Friday, December 27, 2019

Bind Variable Peeking Prior to 11g

Oracle has a feature called “bind variable peeking” whereby an execution plan for an SQL is generated based on the bind variable values used in the SQL. This technique sometimes created suboptimal execution plan because the plan might be perfect for the SQL containing bind variables based on which this plan was generated, but if same SQL is executed later with different values in bind variables, this current plan may not be optimal for those values, and might cause performance degradation for the SQL. I have discusses a real scenario in this article.

An example to further explain this is a table with M (male) and F (female) values in a column that contains highly skewed values. Suppose we have a table my_table with a column “gender”, and there are 1000000 records in it. 1000 records contain value “M”, and rests of the records contain value “F”. For bind variable peeking, if we have a following query where we are using a bind variable v_gender by setting its value to “F”, the optimizer will most likely do a full table scan because most of the table data will be returned from the table.
SELECT * FROM my_table WHERE gender = :v_gender

The plan with full table scan will be stored in the buffer cache.
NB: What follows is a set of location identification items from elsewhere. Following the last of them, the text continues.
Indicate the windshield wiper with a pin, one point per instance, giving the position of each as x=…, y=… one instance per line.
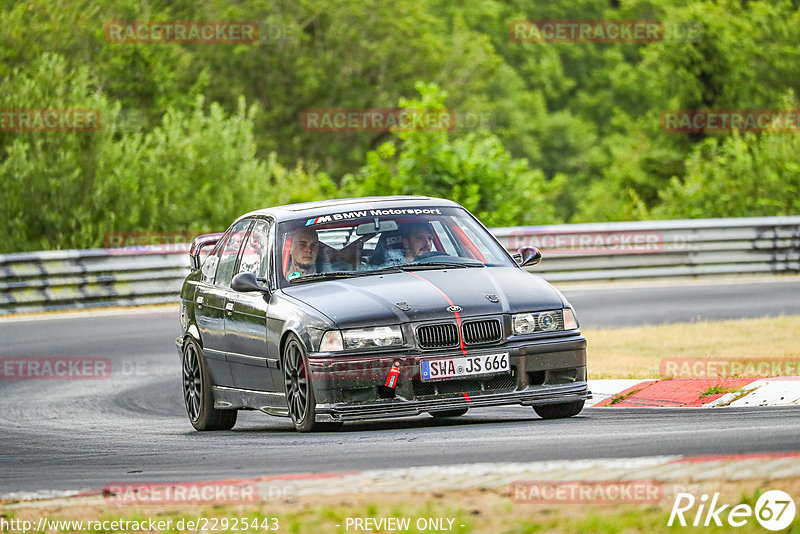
x=323, y=276
x=344, y=274
x=439, y=265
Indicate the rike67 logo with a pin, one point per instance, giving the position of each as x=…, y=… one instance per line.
x=774, y=510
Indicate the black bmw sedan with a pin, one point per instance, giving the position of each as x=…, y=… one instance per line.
x=370, y=308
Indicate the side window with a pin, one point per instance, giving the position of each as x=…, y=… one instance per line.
x=255, y=251
x=444, y=237
x=209, y=268
x=229, y=251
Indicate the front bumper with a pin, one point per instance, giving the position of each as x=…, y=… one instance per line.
x=543, y=371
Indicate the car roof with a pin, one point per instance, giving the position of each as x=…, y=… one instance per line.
x=323, y=207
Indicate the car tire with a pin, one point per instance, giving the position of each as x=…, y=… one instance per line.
x=449, y=413
x=297, y=386
x=197, y=395
x=559, y=411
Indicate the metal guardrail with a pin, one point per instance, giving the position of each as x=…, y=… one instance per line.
x=74, y=279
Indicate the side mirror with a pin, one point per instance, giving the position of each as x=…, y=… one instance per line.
x=246, y=282
x=528, y=256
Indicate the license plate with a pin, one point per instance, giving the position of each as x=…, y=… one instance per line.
x=464, y=366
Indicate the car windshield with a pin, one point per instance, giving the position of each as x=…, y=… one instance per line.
x=345, y=244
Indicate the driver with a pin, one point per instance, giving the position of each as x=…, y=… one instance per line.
x=417, y=240
x=305, y=247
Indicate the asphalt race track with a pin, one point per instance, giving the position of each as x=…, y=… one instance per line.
x=73, y=435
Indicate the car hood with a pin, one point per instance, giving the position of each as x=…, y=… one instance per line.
x=413, y=296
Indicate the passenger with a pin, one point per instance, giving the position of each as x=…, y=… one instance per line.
x=303, y=259
x=417, y=240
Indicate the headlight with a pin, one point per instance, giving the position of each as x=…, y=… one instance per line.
x=530, y=323
x=524, y=323
x=331, y=341
x=359, y=338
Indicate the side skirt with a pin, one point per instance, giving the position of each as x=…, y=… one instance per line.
x=226, y=398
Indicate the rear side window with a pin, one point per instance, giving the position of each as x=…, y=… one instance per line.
x=228, y=251
x=255, y=257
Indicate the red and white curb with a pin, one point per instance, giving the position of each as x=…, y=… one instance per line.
x=749, y=392
x=674, y=472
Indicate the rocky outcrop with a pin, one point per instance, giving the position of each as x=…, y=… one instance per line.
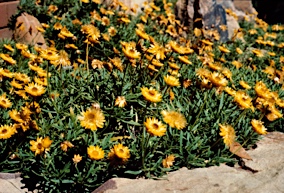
x=212, y=14
x=27, y=30
x=265, y=173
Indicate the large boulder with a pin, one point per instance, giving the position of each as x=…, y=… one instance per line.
x=27, y=30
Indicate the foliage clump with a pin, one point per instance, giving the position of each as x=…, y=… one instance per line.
x=119, y=92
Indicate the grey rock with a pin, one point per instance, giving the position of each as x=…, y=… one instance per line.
x=265, y=173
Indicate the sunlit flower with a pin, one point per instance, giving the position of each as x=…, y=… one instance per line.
x=112, y=31
x=168, y=161
x=9, y=47
x=121, y=151
x=243, y=100
x=184, y=59
x=157, y=50
x=237, y=64
x=171, y=80
x=151, y=94
x=142, y=34
x=95, y=152
x=180, y=49
x=35, y=89
x=22, y=77
x=6, y=131
x=223, y=49
x=92, y=119
x=40, y=145
x=8, y=58
x=65, y=145
x=174, y=119
x=129, y=50
x=218, y=79
x=77, y=158
x=117, y=63
x=5, y=102
x=228, y=134
x=245, y=85
x=155, y=127
x=258, y=127
x=120, y=101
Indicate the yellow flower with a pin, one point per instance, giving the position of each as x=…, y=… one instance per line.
x=9, y=47
x=155, y=127
x=230, y=91
x=35, y=89
x=129, y=50
x=243, y=100
x=180, y=49
x=228, y=134
x=8, y=58
x=171, y=80
x=92, y=119
x=218, y=79
x=237, y=64
x=49, y=54
x=95, y=152
x=151, y=95
x=77, y=158
x=37, y=146
x=5, y=102
x=65, y=145
x=40, y=145
x=117, y=63
x=258, y=127
x=142, y=34
x=157, y=50
x=174, y=119
x=120, y=101
x=7, y=131
x=168, y=161
x=22, y=77
x=223, y=49
x=121, y=151
x=262, y=91
x=244, y=85
x=184, y=59
x=239, y=51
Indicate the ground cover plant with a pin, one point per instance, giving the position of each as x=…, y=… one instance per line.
x=120, y=93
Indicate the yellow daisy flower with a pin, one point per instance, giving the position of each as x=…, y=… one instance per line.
x=120, y=101
x=171, y=80
x=155, y=127
x=258, y=127
x=121, y=151
x=35, y=89
x=77, y=158
x=8, y=58
x=174, y=119
x=95, y=152
x=168, y=161
x=92, y=119
x=7, y=131
x=228, y=134
x=151, y=95
x=5, y=102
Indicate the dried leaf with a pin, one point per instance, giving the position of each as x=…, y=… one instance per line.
x=238, y=150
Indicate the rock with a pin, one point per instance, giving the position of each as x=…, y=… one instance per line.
x=244, y=6
x=265, y=173
x=26, y=31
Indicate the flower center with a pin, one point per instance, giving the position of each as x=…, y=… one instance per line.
x=34, y=89
x=39, y=146
x=155, y=126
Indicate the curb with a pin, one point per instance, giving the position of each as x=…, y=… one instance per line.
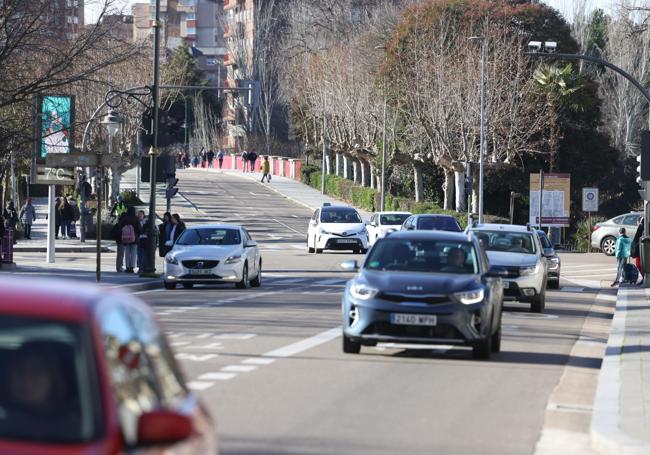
x=606, y=435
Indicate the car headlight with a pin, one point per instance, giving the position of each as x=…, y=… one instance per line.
x=470, y=297
x=233, y=259
x=530, y=270
x=362, y=291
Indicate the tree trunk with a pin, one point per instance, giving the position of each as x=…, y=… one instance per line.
x=448, y=188
x=459, y=181
x=419, y=183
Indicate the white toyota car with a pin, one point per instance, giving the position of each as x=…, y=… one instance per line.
x=212, y=254
x=382, y=223
x=337, y=228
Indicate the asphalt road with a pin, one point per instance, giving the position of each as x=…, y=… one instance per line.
x=268, y=361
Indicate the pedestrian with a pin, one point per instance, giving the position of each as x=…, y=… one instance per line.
x=11, y=218
x=129, y=234
x=27, y=218
x=164, y=230
x=177, y=229
x=623, y=247
x=210, y=156
x=119, y=208
x=57, y=217
x=244, y=159
x=142, y=241
x=266, y=170
x=67, y=214
x=636, y=247
x=252, y=157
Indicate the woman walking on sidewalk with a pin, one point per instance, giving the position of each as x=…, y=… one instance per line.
x=27, y=218
x=623, y=247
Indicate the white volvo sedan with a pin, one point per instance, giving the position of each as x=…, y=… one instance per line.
x=213, y=254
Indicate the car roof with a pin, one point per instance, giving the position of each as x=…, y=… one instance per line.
x=64, y=300
x=500, y=227
x=431, y=235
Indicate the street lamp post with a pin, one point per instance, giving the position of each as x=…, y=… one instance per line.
x=481, y=160
x=112, y=123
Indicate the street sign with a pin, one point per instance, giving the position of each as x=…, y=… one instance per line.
x=590, y=199
x=83, y=160
x=47, y=175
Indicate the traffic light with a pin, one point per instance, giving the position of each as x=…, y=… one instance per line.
x=172, y=181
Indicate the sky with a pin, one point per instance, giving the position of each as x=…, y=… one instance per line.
x=566, y=7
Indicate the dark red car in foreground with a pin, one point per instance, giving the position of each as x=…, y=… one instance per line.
x=86, y=370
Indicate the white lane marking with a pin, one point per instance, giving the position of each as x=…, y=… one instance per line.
x=235, y=336
x=195, y=358
x=303, y=345
x=217, y=376
x=258, y=361
x=239, y=368
x=199, y=385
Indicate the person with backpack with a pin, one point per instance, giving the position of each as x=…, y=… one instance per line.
x=27, y=218
x=220, y=158
x=623, y=247
x=129, y=232
x=266, y=169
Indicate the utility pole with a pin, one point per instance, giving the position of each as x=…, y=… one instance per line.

Next time if we execute same query with bind variable value set to “M”, optimizer will still use the same plan with FULL TABLE SCAN, but ideally it should use an INDEX RANGE SCAN here.
It will be vice versa if first time query is executed having bind variable value set to “M”. Optimizer would most like generate a plan with INDEX range scan, but if subsequent query executions pass bind variable with value “F”, it will still use INDEX RANG SCAN which is not a good plan to choose this time.
Let’s look at an example to understand this.
SQL> create table test as select * from dba_objects;

Table created.

--Execute Following SQL 17 times. In the end you will have 65536 rows for object_id=100.
SQL> insert into test select * from test where object_id=100;

65536 rows created.

SQL> commit;

Commit complete.

SQL> select count(*) from test;

  COUNT(*)
----------
    222501

--Create index on object_id
SQL> create index test_idx on test (object_id);

Index created.

--Gather statistics on the table and index
SQL> exec dbms_stats.gather_table_stats('salman','test',cascade=>true)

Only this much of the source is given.